Enthüllt: Unter dieser Voraussetzung darf Flick den FC Bayern im Sommer verlassen

Hansi Flick
Foto: imago images

Die sportliche Zukunft von FCB-Coach Hansi Flick ist derzeit das alles bestimmende Thema beim deutschen Rekordmeister. Der 56-jähirge wird intensiv mit einem Wechsel zum DFB am Ende der Saison in Verbindung gebracht. Dort soll Flick die Nachfolge von Joachim Löw antreten. Aktuellen Medienberichten zufolge gibt es nur eine Voraussetzung dafür.

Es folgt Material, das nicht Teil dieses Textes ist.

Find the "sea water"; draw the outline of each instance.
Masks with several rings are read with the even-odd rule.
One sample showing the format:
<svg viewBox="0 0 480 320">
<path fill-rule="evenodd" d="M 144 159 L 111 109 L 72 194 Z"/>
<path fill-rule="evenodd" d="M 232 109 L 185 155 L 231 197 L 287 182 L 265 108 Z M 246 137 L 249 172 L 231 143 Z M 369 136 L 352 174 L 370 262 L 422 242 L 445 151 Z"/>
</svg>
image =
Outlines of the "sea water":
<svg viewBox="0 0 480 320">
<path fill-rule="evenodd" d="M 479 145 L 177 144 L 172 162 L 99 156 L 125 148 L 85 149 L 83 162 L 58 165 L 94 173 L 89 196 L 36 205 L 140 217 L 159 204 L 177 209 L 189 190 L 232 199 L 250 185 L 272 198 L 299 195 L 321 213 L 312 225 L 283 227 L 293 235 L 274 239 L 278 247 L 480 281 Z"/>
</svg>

Hansi Flick hat sich sowohl am Freitag als auch am gestrigen Samstag zu den anhaltenden Gerüchten rund um seine Person geäußert. Der 56-jährige verwies dabei auf seinen laufenden Vertrag bis 2023 beim FC Bayern und betonte, dass er sich zu den aktuellen Spekulationen nicht weiter äußern wird. Ein klares Dementi klingt anders, siehe Jürgen Klopp, der unter der Woche klar und deutlich öffentlich kund getan hat, dass er im Sommer nicht für das Bundestrainer-Amt zur Verfügung steht.

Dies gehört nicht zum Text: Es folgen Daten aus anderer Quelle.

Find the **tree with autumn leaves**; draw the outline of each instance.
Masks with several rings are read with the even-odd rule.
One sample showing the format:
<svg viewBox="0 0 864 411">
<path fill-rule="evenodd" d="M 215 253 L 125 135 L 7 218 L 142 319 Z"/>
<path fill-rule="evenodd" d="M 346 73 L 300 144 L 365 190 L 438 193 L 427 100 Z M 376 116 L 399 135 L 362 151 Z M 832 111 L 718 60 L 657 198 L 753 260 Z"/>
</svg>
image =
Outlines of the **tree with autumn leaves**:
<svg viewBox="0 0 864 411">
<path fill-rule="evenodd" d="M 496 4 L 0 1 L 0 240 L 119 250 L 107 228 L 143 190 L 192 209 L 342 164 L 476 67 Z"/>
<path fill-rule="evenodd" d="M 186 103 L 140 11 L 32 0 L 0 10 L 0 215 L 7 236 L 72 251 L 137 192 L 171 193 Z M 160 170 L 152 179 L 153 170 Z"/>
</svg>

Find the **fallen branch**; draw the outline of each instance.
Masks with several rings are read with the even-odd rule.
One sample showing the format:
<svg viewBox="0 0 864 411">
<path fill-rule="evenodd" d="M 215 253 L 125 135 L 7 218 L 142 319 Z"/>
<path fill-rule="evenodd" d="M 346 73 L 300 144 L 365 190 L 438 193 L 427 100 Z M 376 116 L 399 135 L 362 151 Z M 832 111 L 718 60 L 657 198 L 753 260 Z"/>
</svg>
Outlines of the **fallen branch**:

Flick vermeidet klares Bayern-Bekenntnis und DFB-Nein

Für viele Fans, Medien und Experten wäre Flick der ideale Bundestrainer. Auch Flick selbst soll übereinstimmenden Medienberichten zufolge durchaus offen für den Job sein. Das Problem: Die Bayern werden ihren Erfolgscoach im Sommer nicht einfach so ziehen lassen. Nach „SPORT1“-Informationen gab es bisher noch keinerlei Gespräche zwischen Flick und dem Klub diesbezüglich.

Laut dem TV-Sender ist ein Flick-Wechsel zum DFB jedoch alles andere als ausgeschlossen. Wie „SPORT1“ berichtet, wird Flick jedoch nur eine Freigabe erhalten, wenn die Bayern einen adäquaten Nachfolger finden. Wer dies sein soll und wie dies binnen drei Monaten passieren soll ist vollkommen offen. Klar ist jedoch: Sollten die Bayern tatsächlich einen Nachfolger wie Julian Nagelsmann an der Angel haben, würde man Flick vermutlich in Richtung DFB ziehen lassen.

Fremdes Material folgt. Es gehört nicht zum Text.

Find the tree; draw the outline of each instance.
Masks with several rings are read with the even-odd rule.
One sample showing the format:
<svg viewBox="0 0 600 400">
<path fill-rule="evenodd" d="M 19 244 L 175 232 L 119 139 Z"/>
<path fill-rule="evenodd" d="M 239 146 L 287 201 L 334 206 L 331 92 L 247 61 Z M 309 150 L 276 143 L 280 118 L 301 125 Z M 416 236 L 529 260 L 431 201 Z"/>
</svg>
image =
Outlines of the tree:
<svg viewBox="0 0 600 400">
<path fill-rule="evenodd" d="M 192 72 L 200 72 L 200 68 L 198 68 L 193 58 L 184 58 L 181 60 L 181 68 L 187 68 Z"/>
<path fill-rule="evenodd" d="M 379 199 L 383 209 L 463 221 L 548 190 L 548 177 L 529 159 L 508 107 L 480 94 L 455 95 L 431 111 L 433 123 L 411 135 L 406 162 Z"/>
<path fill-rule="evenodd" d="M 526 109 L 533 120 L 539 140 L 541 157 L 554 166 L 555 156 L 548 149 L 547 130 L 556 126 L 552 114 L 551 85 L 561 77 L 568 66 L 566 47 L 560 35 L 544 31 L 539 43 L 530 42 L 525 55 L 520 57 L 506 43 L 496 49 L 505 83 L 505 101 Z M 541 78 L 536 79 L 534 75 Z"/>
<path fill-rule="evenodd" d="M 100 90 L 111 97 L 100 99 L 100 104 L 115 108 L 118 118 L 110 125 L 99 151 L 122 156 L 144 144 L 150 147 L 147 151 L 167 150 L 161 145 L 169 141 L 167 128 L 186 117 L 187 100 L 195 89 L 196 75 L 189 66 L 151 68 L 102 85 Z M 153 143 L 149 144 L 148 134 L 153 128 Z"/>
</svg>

Bayern wird die kommenden Monate intensiv beobachten

Auch wenn Flick in den vergangenen Tagen immer wieder betont hat, dass es ihm großen Spaß macht beim FCB und er noch Titel mit dieser Mannschaft gewinnen möchte, gibt es durchaus auch die eine oder andere Baustelle. Mit David Alaba und Jerome Boateng steht zwei Flick-Stammspieler kurz davor den Verein im Sommer zu verlassen. Im Jahr zuvor verlor dieser bereits seinen Mittelfeldchef Thiago. Die jüngsten Neuzugänge beim Rekordmeister sind nicht wirklich eingeschlagen, mit Ausnahme von Leroy Sane.

Die Transfers sind zudem ein Dauerstreit-Thema zwischen Flick und Salihamidzic. Noch hält das Konstrukt, die Frage ist nur wie lange noch? Flick wird nicht müden zu betonen, dass er mit vielen Menschen beim DFB bereits erfolgreich zusammengearbeitet hat und er nach wie vor ein gutes Verhältnis zu Oliver Bierhoff, Andreas Köpke & Co. pflegt.

Klar ist: Sollte die Stimmung an der Säbener Straße in den kommenden Monaten kippen, hat Flick mit dem Amt des Bundestrainers eine attraktive Alternative zum FC Bayern.